For generations the village was known as Kermetes, or Germe in Turkish. But in the wake of Greek-Turkish conflict in Cyprus, its name was changed to Platania in 1964 and the Turkish school became a Greek national school.

And yet the village has lost none of its Oriental charm and mystique. Many of the houses look like houses in once-Turkish villages in Crete, and the square, with its working Ottoman fountain, is surrounded by tavernas run by local Turks, serving traditional Turkish fare, including Arap, Moustafa and Neriman, Gin’s Corner and Serif.
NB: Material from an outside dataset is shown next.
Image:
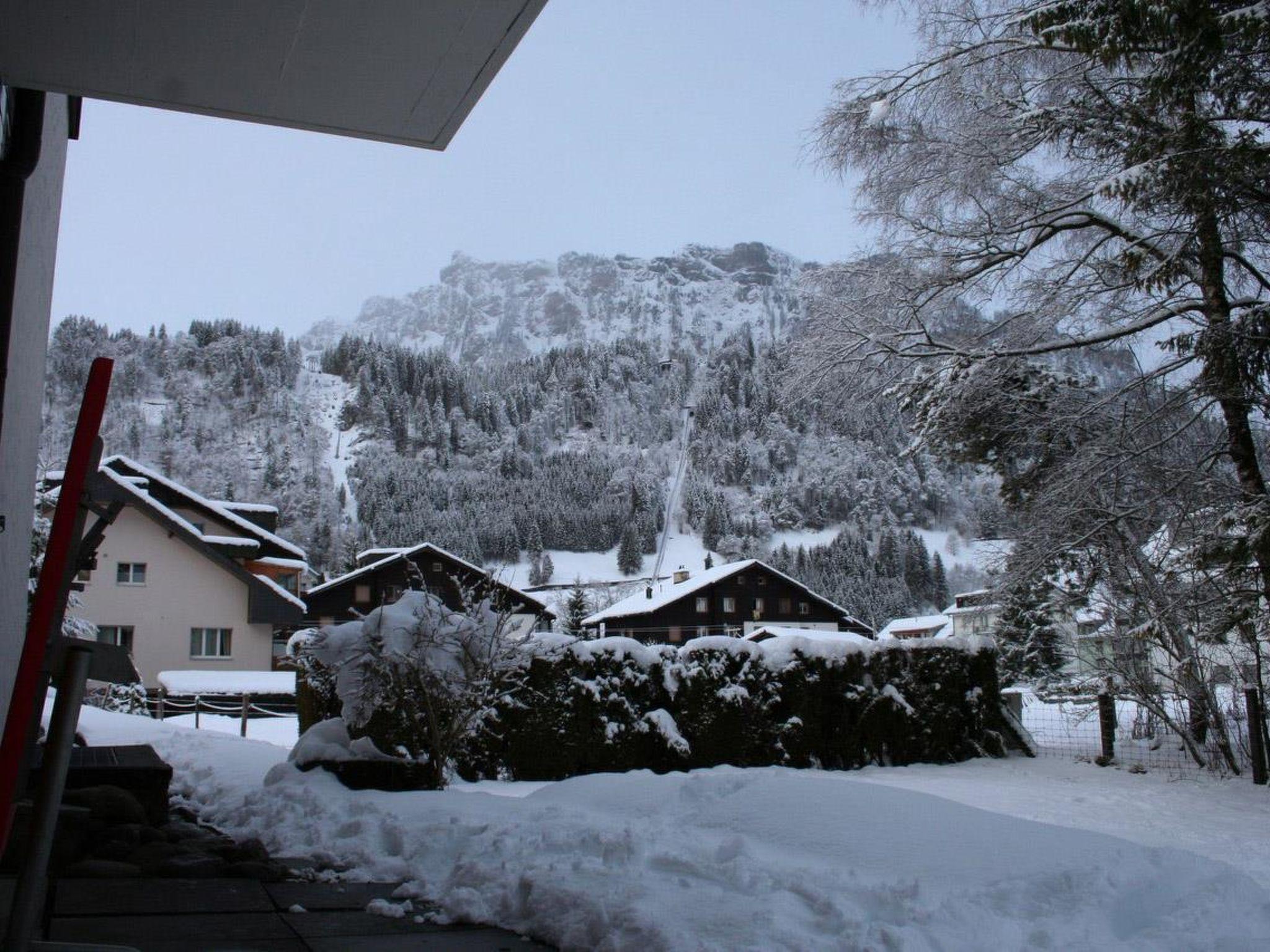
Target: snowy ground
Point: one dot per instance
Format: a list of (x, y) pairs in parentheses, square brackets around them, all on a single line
[(986, 855), (685, 549), (327, 394)]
Ali Karavezer (35), who helps run Serif, his father’s restaurant on the square, recalls more difficult times. After uncles and aunts migrated to Bodrum, Kusadasi and Smyrna (Izmir), his father considered sending the young Ali to Turkey, and later as an 18-year-old conscript he was sent to the farthest corners of Greece. His fellow islanders, who were Greek Orthodox, were allowed to stay closer to home.

“Now I don’t think we have many problems,” he says, as we watch army trucks on manoeuvre making their way through the narrow streets. “Things are getting better. This year was really good,” he says, and gives the credit for many of the changes to the Prime Minister, Costas Simitis. In recent months, his aunt was able to return from Bodrum to Platania to visit her 92-year-old mother for the first time in 12 years.

He says his family has lived on Kos for 1,000 years. Today his many Greek friends no longer see him as a Turk and “few people from Kos see us as second-category people”. A banner for Galatasaray hangs in the house, but Ali supports the Greek team Panathanaikos – the only point of disagreement with his closest friend, Niko, a Greek Orthodox who supports Olympiakos.

In a side street, the parish priest of Aghios Athanasios sits outside his church in the summer sun while the imam climbs the minaret of the mosque to call out the mid-afternoon prayers.

Down the hill, on the way back into Kos, the Muslim cemetery is an oasis of quiet, with neat graves shaded by strong plane trees. The older, Ottoman-era graves are marked by traditional, tall, slender gravestones, leaning in rows against each other, carved with inscriptions in the traditional Arabic-style Turkic script and capped with turbans, dated according to the Islamic calendar.

But the newer graves have surprisingly modern stones, with their names carved, surprisingly, in neither Ottoman nor Greek letters, but in the modern Roman alphabet, and the dates following the Western calendar.

Dotted among the graves are a few unexpected symbols: the star and crescent which serves as both a Muslim and Turkish symbol; or a photograph of the deceased (an unthinkable grave decoration in many Muslim societies).

A few fields farther down, the gates of the Jewish cemetery are locked. The last remaining Jew of Kos was buried here about 10 years ago. He was the only Koan Jew to survive the transportation of the local community, along with the Jews of Rhodes, to Auschwitz in 1944.

Back in Kos, close to the ancient Agora, the former synagogue is a beautiful Art Deco building, but it has been disused since 1944 and stands locked in bleak isolation in the midst of the bustle of “Bar Street”. The prospect for future generations of Muslims on Kos looks more promising.